Cannabis consists of about 600 different molecules, some 140 of which are called cannabinoids because they work on our body’s endocannabinoid system. It was only a matter of time until new cannabinoids were discovered and commercialized. Some of the newer cannabinoids are:

  • CBG, or cannabigerol, is a nonintoxicating cannabinoid being marketed for the alleviation of anxiety, pain, infection, inflammation, nausea and even the treatment of cancer. Experiments in mice have shown it can decrease inflammation associated with inflammatory bowel disease, and that it can slow the growth of colorectal cancer. In cells, it inhibits glioblastoma multiforme cells. CBG has also been shown to act as an antimicrobial against many different agents. Additionally, CBG is an appetite stimulant, and it may help treat bladder contractions;
  • THCV, or tetrahydrocannabivarin, is potentially exciting because it may support efforts to treat the obesity and diabetes epidemics. There is robust animal data that it lowers fasting insulin levels, facilitates weight loss and improves glycemic control. In a 2016 study, THCV was shown to improve fasting glucose, pancreatic beta cell function, as well as several other hormones associated with diabetes. In both animals and humans, it has been well-tolerated without significant side effects;
  • CBN, or cannabinol, is present in trace amounts in the cannabis plant but is mainly a byproduct of the degradation of THC. CBN is widely marketed for its sedative and sleep-inducing qualities, but there is no scientific evidence that CBN makes people sleepy, except for one study of rats that were already on barbiturates, and who slept longer when CBN was added. CBN does, however, have the potential to act as an appetite stimulant and an anti-inflammatory agent. One study from Israel in humans demonstrated that strains of cannabis higher in CBN were associated with better symptom control of ADHD; and
  • Delta-8-THC is found in trace quantities in cannabis but can be distilled and synthesized from hemp. Unlike the other compounds discussed here, Delta-8-THC is an intoxicating cannabinoid, but it has only a fraction of the high that THC causes – and much less of the accompanying anxiety and paranoia. It can alleviate many of the same symptoms cannabis can, making it a potentially attractive medicine for people who want little to do with the high of cannabis. It is thought to be helpful for nausea and appetite stimulation. There is some evidence that suggests Delta-8-THC may be an effective option to prevent vomiting during chemotherapy treatments for cancer.  Harvard Health Publishing


Ore. hemp processor files suit regarding shipment it says CBP seized illegally

An Ore.-based hemp processor filed suit against U.S. Customs and Border Protection in N.C. federal court, accusing the agency of seizing thousands of pounds of legal hemp and determining it was contraband.
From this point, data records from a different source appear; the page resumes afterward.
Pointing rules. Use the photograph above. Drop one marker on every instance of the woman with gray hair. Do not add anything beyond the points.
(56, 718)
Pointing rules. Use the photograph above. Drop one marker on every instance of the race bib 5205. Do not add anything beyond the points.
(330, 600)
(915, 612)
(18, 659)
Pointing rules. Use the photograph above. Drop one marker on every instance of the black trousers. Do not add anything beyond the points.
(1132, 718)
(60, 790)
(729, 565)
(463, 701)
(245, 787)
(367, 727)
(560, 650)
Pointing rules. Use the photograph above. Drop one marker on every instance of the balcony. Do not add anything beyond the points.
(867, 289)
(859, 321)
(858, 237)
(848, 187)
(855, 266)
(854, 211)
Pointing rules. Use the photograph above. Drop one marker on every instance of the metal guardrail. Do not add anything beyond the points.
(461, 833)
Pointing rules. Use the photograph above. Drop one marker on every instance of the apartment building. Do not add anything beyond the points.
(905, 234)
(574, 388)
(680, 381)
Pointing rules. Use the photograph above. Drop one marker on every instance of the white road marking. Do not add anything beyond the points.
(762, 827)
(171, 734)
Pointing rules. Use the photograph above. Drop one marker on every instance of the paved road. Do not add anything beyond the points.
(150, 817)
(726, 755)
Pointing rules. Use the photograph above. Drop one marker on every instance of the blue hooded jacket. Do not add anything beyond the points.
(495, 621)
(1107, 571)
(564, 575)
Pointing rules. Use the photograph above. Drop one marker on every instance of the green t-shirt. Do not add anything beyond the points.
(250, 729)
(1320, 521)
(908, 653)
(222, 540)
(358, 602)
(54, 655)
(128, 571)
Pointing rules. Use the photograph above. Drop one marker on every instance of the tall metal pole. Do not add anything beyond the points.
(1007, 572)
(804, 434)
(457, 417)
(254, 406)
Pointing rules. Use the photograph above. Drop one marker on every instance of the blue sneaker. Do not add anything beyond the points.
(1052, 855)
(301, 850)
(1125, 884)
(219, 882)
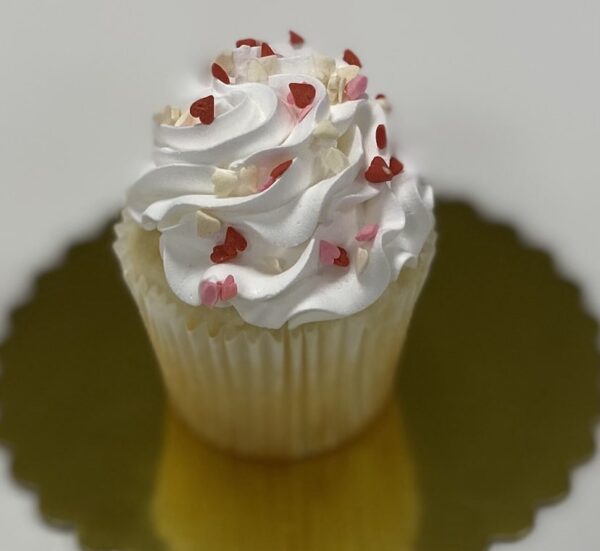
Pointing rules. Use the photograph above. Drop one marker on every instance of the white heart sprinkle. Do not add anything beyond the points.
(348, 71)
(168, 115)
(186, 120)
(248, 180)
(323, 66)
(326, 130)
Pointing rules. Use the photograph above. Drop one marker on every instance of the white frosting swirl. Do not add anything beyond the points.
(323, 195)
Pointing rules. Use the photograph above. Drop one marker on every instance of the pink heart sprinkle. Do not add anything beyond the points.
(228, 288)
(270, 181)
(367, 233)
(209, 293)
(356, 87)
(328, 252)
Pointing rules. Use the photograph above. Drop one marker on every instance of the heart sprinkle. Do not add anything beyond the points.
(278, 171)
(331, 254)
(228, 288)
(396, 166)
(378, 171)
(234, 242)
(246, 42)
(367, 233)
(303, 93)
(296, 39)
(220, 254)
(362, 257)
(351, 58)
(356, 87)
(204, 109)
(381, 137)
(343, 259)
(266, 50)
(267, 184)
(328, 252)
(209, 293)
(219, 73)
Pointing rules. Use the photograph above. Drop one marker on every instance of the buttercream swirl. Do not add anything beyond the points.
(211, 177)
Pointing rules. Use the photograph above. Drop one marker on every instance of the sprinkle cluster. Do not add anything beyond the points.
(344, 83)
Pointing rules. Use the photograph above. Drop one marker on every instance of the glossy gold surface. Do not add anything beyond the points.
(496, 401)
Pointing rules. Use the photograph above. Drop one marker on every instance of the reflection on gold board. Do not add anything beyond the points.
(496, 402)
(362, 496)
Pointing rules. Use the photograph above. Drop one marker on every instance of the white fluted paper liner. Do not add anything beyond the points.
(263, 392)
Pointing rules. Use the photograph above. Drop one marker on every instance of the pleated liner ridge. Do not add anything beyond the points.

In its complaint, We CBD said CBP seized the hemp shipment as it passed through Charlotte Douglas International Airport in N.C. on its way to a buyer in Switzerland, in early Nov. According to We CBD, it was told the test results indicated there was THC in the hemp but those results weren’t shared with the company. The federal agency told the company it found nearly 2,800 pounds of the export contained more than 0.3% of THC, which federal law specifies is the threshold for differentiating between hemp and cannabis plants that would be considered marijuana as defined by the Controlled Substance Act. The company said it never got a proper notice of detention or notice of seizure in connection with the shipment. In early Mar., CBP informed the company it planned to destroy the 2,800 pounds, the company said. The company’s suit lists all of the information it shared with the government to substantiate its contention that its shipment should be returned. The company said CBP violated its constitutional right to due process and stole its export. We CBD is seeking a court declaration that its shipment should be returned, as well as a temporary restraining order and preliminary injunction to keep CBP from destroying the seized goods.  Law360 (sub. req.)